Well, that was embarrassing. Pulled up to a gas station and couldn’t find the fuel filler release. And not only could I not find it, neither could the gas station attendant. Searched in the usual places: on the floor, below the dash, inside the door panel….nothing. And you’d think I’d know better. Been doing this for – what? – 35 years at least. But with cars waiting behind me and the frustration level mounting, I had to admit defeat and move on.

Found it later, of course….it’s a little button on the centre dash….clearly marked and right in front of me.

But if that’s all I can find to criticize with Ford’s C-Max Energi, that’s not much at all. In fact, it’s not even a criticism, but a comment on my own stupidity. In my own defense, I haven’t driven this nice little hybrid much and what seat time I have had didn’t involve me putting gas in it…..it’s a hybrid, after all, with one of the lower fuel consumption figures in the industry: 6.1 L /100 km.

For those who don’t know, the C-Max is Ford’s answer to the overwhelmingly popular Toyota Prius. And it’s a pretty good answer, at that. It’s the Prius’ equal in virtually every area.

A few specs.

The C-max Energi is a four-door hatchback powered by Ford’s interpretation of the Atkinson cycle engine mated to an electric motor. In this case, it all develops 141 horsepower, with 126 foot-pounds of torque. This last number is more relevant than horsepower output, because the C-Max is all about efficiency and thrift, and how much energy is required to get it moving. The Atkinson engine basically alters camshaft lift to keep the valves open a titch longer and get maximum efficiency out of the combustion process. Transmission is a CVT and this may be one of the best-coordinated drivetrains I’ve encountered with the aforementioned gearless transmission.

Helping things along is a permanent magnetic AC electric motor fed by a lithium-ion battery pack that will enable the careful driver to get up to 130 km/h-plus on battery power alone, with a purported 33-kilometre electric power-only driving range. This matches the Prius and the C-Max Energi is actually a pretty lively car….should you choose to drive it that way, and it will definitely give the Prius a run for its money in the stoplight derby.

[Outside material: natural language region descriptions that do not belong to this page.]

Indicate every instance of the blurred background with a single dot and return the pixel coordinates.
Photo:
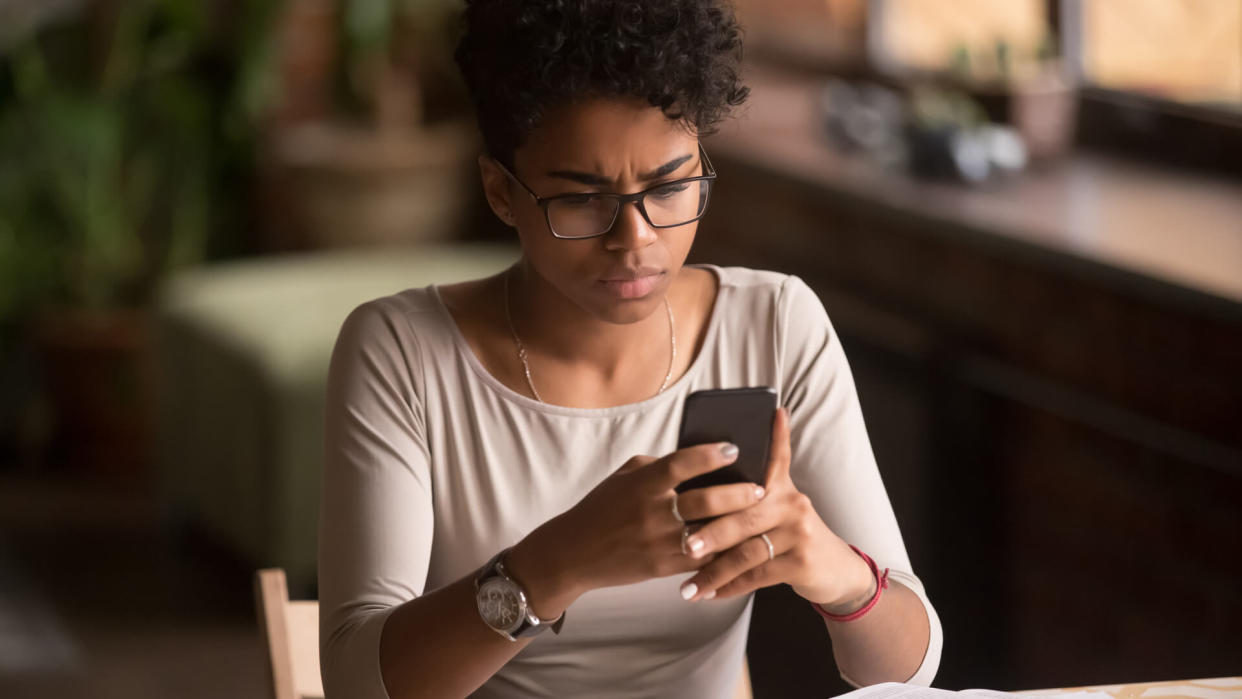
(1024, 216)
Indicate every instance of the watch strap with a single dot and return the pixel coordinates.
(530, 625)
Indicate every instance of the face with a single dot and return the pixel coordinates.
(604, 145)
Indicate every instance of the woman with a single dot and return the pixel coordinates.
(511, 441)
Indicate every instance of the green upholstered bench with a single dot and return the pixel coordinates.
(242, 353)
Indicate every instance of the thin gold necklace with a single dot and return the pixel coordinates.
(522, 348)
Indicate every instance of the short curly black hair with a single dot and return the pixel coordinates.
(524, 57)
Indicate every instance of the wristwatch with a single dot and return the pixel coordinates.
(503, 604)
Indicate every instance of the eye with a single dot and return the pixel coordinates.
(579, 200)
(670, 190)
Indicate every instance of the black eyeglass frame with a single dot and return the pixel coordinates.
(621, 199)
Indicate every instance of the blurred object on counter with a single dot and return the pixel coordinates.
(389, 159)
(1004, 55)
(933, 132)
(866, 117)
(949, 135)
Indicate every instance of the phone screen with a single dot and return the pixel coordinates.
(743, 416)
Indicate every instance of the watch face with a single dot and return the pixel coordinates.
(501, 605)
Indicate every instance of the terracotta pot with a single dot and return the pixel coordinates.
(97, 373)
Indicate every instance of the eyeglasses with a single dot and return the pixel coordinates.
(588, 215)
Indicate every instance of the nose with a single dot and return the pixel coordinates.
(630, 230)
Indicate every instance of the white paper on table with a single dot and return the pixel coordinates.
(897, 689)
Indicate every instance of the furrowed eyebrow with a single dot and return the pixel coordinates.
(598, 180)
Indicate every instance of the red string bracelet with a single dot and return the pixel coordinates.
(881, 585)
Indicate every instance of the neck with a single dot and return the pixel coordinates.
(564, 333)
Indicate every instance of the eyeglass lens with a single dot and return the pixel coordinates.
(593, 214)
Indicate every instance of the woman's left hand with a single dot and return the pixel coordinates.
(805, 553)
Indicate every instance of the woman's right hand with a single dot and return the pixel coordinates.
(625, 530)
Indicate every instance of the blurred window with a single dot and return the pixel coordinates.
(1181, 50)
(976, 39)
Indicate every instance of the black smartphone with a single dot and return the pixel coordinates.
(743, 416)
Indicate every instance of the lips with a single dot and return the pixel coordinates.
(630, 275)
(631, 283)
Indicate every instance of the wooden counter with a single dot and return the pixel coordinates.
(1051, 370)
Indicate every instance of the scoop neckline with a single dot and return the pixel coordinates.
(529, 402)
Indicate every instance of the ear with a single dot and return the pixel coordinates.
(497, 189)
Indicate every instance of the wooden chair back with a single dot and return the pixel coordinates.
(291, 633)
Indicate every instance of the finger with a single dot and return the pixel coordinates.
(765, 575)
(730, 565)
(779, 453)
(727, 532)
(688, 462)
(636, 462)
(714, 500)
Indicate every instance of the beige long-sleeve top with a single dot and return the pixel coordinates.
(432, 466)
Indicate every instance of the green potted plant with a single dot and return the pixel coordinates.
(116, 159)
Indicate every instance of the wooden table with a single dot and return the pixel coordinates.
(1216, 688)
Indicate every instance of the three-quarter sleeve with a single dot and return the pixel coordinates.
(832, 461)
(375, 518)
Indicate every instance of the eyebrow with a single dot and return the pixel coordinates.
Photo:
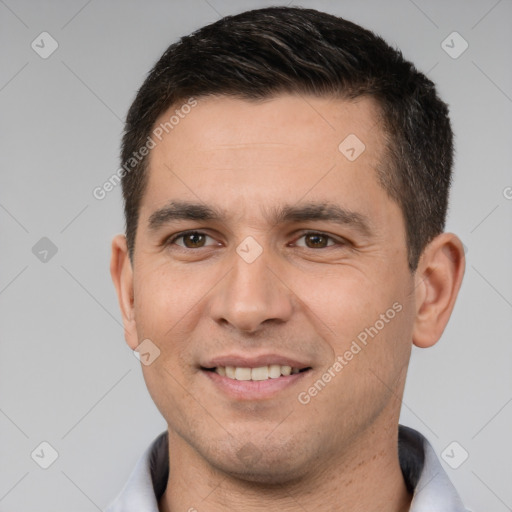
(184, 210)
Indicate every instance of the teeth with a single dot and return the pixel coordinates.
(272, 371)
(260, 373)
(242, 373)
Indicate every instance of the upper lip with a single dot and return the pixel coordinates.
(244, 361)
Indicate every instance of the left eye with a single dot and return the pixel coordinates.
(313, 240)
(191, 240)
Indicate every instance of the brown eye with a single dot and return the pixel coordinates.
(190, 240)
(193, 240)
(315, 240)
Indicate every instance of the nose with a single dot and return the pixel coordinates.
(251, 296)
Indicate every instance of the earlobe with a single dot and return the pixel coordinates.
(122, 277)
(437, 283)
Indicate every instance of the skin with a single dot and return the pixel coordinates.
(299, 298)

And it’s a pleasure to drive. Aside from the fuel filler issue – an oversight you’d only miss once – the C-Max has excellent ergonomics and switchgear. A subtle little dash graphic lets you know just how much battery juice is left and the Energi version has a plug-in option….the power cord is stored under the floor behind the driver’s seat.

Speaking of interior volume, with the seats folded down, the C-Max Energi has some 1211 litres of cargo room….the non plug-in non-Energi version slightly more. This is considerably greater than the Prius….almost double, in fact…..but less than the Prius V.

As to price, the C-Max Energi is costlier than a base Prius, which starts at just under $26,000. A base, non-plug-in C-Max starts at about $29,000, and the plug-in version adds another three large. So, you’ll pay more up-front for the C-Max.

And it must be mentioned that the Prius has better fuel economy…..much better. Combined fuel economy for the Toyota product is 4.5 L / 100 km….which, over the long haul, would add up.

So, in a nutshell, the C-Max is slightly livelier and has more room, but the Prius is cheaper and delivers better fuel economy.

And don’t forget, both the C-Max Energi and Prius Plug-In are eligible for various rebates and incentive. At this point, in Ontario, for example, you can claim up to $7730 back for the Energi….and $5000 for the Prius Plug-In. Note: the vehicle in question, whether it’s a Ford or Toyota or anything else, must be either fully electric or feature a plug-in option.  


Engine: 2.0 litre four cylinder w. permanent magnet electric motor

Transmission: CVT

Drive: Front-wheel drive

Horsepower: 141 hp @ 6000 rpm

Torque: 129 ft. lb. @ 4000 rpm

Price: $31,999 (base); $38,329 as tested.

Fuel Economy: 5.6 L /100 km (city) & 6.4 (hwy.) Regular fuel.

Alternatives: Toyota Prius, Audi A3 SportBack, Chev Volt, Hyundai Sonata Plug-In.